Direktur Utama PT Bank Mandiri (Persero) Tbk Kartika Wirjoatmodjo mengatakan, kinerja kredit memang sedikit melambat tahun ini. Pertumbuhan penyaluran kredit Bank Mandiri per September 2019 berkisar 7-8 persen secara tahunan.
”Di situasi seperti ini strategi (penyaluran kredit) kita lebih defensif. Kita lebih mendukung usaha yang sustainable, supaya jangan sampai bermasalah,” katanya, Senin (14/10/2019).
Bank Mandiri akan lebih berhati-hati terhadap sektor komoditas. Seperti arahan Bank Dunia, eskalasi perang dagang AS-China akan menyebabkan harga komoditas turun.
Menurut Kartika, pihaknya lebih berfokus pada penyaluran kredit di bidang produk turunan sawit. Dia berharap pengusaha mengekspansi peningkatan nilai daripada hanya peningkatan volume bahan mentah.
”Misalnya yang pasti kena, komoditas nilainya menurun seperti batubara atau sawit kita harus berhati-hati. Harus meningkatkan value seperti sawit jadi biodiesel. Kalau seperti ini kami akan dukung,” jelasnya.

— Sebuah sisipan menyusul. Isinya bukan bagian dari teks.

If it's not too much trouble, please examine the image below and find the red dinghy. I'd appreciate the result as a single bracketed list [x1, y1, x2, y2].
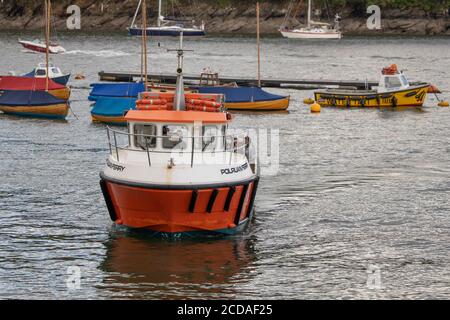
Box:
[19, 39, 66, 54]
[0, 76, 65, 91]
[0, 76, 70, 100]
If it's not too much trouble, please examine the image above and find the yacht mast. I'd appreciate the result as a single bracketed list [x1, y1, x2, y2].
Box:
[157, 0, 161, 27]
[308, 0, 311, 28]
[130, 0, 142, 28]
[142, 0, 148, 90]
[45, 0, 51, 91]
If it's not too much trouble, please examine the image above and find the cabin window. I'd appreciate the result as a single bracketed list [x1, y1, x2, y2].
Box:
[202, 126, 219, 151]
[36, 69, 45, 76]
[134, 124, 157, 150]
[385, 77, 402, 88]
[163, 125, 189, 149]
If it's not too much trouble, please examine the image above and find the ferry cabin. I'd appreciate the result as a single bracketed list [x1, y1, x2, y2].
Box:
[101, 110, 259, 236]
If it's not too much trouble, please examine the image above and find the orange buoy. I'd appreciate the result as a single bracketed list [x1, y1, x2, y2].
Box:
[186, 103, 219, 112]
[310, 102, 322, 113]
[428, 84, 442, 93]
[136, 104, 172, 110]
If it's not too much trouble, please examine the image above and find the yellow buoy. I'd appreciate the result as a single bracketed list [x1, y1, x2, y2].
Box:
[311, 102, 321, 113]
[303, 98, 314, 104]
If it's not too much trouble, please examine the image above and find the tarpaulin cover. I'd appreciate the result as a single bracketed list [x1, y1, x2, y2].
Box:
[91, 97, 136, 117]
[193, 87, 286, 103]
[0, 76, 65, 91]
[89, 82, 145, 101]
[0, 90, 66, 106]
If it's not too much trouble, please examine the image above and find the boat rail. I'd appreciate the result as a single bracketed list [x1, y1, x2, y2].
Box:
[106, 126, 250, 167]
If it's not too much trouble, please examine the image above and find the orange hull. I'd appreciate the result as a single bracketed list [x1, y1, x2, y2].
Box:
[100, 177, 258, 234]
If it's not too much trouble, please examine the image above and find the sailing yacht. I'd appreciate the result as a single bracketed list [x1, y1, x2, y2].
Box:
[128, 0, 206, 37]
[280, 0, 342, 39]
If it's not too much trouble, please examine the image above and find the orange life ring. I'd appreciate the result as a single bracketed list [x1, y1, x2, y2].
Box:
[186, 104, 219, 112]
[186, 99, 222, 108]
[136, 104, 172, 110]
[136, 99, 167, 105]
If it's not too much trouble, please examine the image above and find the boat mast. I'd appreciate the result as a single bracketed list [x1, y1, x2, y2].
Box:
[156, 0, 161, 27]
[130, 0, 142, 28]
[173, 31, 186, 111]
[256, 2, 261, 88]
[45, 0, 51, 91]
[308, 0, 311, 28]
[141, 0, 148, 90]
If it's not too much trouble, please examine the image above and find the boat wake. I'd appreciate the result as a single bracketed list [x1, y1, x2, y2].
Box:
[65, 50, 131, 58]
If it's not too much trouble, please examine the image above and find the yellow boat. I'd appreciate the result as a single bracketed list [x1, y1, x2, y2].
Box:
[314, 65, 430, 107]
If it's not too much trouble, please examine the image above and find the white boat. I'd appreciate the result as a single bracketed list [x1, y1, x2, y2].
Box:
[24, 62, 70, 86]
[280, 0, 342, 39]
[19, 39, 66, 54]
[128, 0, 206, 37]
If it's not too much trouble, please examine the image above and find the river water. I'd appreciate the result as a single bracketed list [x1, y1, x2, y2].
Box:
[0, 33, 450, 299]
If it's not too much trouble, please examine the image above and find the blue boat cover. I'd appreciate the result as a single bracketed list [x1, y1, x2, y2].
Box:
[0, 90, 66, 106]
[192, 87, 287, 103]
[89, 82, 145, 101]
[91, 97, 136, 117]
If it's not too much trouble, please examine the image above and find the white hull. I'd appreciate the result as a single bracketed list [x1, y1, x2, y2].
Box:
[19, 40, 66, 54]
[280, 31, 342, 39]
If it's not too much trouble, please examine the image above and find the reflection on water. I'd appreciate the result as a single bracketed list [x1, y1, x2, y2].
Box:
[100, 230, 256, 299]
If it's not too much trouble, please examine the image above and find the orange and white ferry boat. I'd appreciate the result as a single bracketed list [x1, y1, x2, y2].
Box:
[100, 37, 259, 237]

Kredit Bank Mandiri kepada industri pengolahan terakit produk turunan kelapa sawit mengalami penurunan lebih dari dua digit secara tahunan. Hal itu dikarenakan harga minyak kelapa sawit mentah (CPO) yang belum stabil. Meski begitu, kualitas portofolio industri tersebut masih terjaga dengan tingkat rasio kredit macet (NPL) nol persen.
Misalnya yang pasti kena, komoditas nilainya menurun seperti batubara atau sawit kita harus berhati-hati. Harus meningkatkan value seperti sawit jadi biodiesel.

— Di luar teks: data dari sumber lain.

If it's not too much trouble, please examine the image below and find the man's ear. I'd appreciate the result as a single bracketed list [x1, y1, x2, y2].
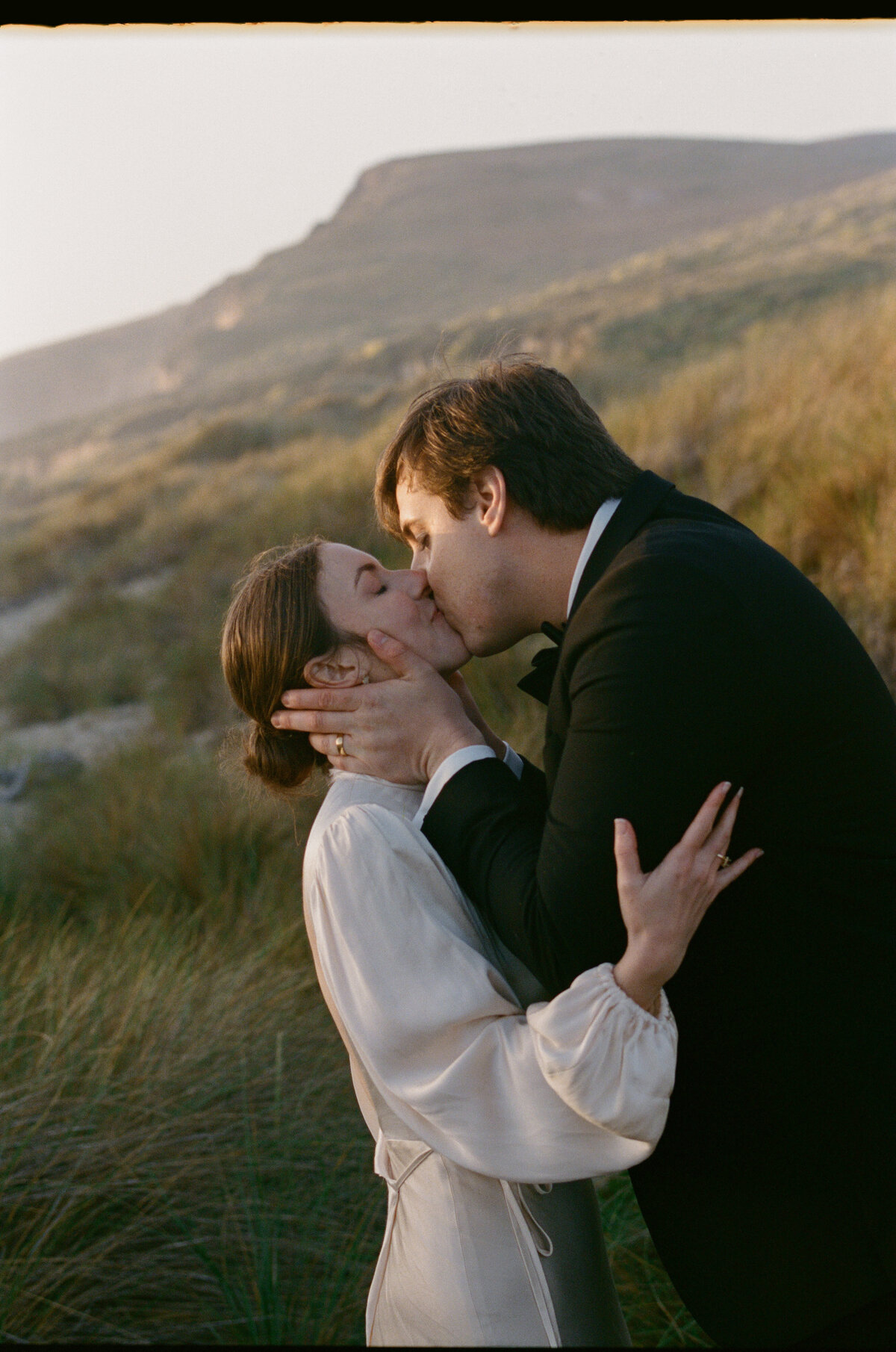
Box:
[302, 644, 364, 688]
[473, 465, 508, 536]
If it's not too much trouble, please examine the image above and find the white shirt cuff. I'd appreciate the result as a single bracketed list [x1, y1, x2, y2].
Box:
[414, 742, 523, 828]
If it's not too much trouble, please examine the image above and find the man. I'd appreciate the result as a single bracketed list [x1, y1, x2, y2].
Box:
[276, 361, 896, 1347]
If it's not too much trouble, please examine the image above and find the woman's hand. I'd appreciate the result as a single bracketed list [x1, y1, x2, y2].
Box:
[444, 672, 504, 760]
[614, 784, 762, 1014]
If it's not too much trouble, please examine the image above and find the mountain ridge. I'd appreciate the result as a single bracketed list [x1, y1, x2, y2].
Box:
[0, 132, 896, 437]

Berdasarkan data Badan Pusat Statistik, hingga Agustus 2019, ekspor industri pengolahan hasil minyak mengalami pertumbuhan 12 persen secara tahunan menjadi 1,19 miliar dollar AS. Potensi itu sangat besar dibandingkan dengan ekspor minyak mentah yang melambat 67,9 persen secara tahunan menjadi 1,16 miliar dollar AS.
Bank Mandiri juga melihat penyaluran kredit potensial ke beberapa sektor, seperti industri manufaktur, mikro, dan properti khusus segmen menengah ke bawah.
PT Bank Negara Indonesia (Persero) Tbk lebih akan menyasar kredit yang bergantung pada konsumsi masyarakat. Sektor itu, di antaranya informasi dan komunikasi. Selain itu, sektor perdagangan yang ditunjang platform e-dagang, seperti industri makanan dan minuman, pakaian jadi, alas kaki, kreatif, dan transportasi.
”Pertumbuhan kredit BNI tahun depan diperkirakan tumbuh 10-12 persen. Pertumbuhan kredit diperkirakan masih dipengaruhi oleh pertumbuhan pada sektor-sektor yang terkait langsung dengan konsumsi masyarakat. Karena konsumsi masyarakat diperkirakan menyumbang sekitar 55 persen dari total PDB,” ujar Wakil Direktur Utama BNI Herry Sidartha.
Kepala Ekonom BNI Ryan Kiryanto mengatakan, melemahnya proyeksi ekonomi tidak hanya akan berdampak pada penurunan kinerja kredit. Dana pihak ketiga (DPK) juga akan turut menurun.
”DPK di 2019 hanya tumbuh sekitar 7 persen dan di 2020 sekitar 9 persen. Penting bagi perbankan untuk jaga kualitas kredit, himpun dana murah, dan optimalkan jasa transaksi untuk dongkrak fee based income (pendapatan nonbunga),” ujarnya.
Presiden Direktur PT Bank Central Asia Tbk Jahja Setiaatmadja mengatakan, kinerja kredit memang sedikit terkendala karena masalah global yang masih rumit. Meski begitu, dengan pertumbuhan ekonomi seperti sekarang, sekitar 5 persen, dia melihat hal itu sudah sangat baik bagi perbankan.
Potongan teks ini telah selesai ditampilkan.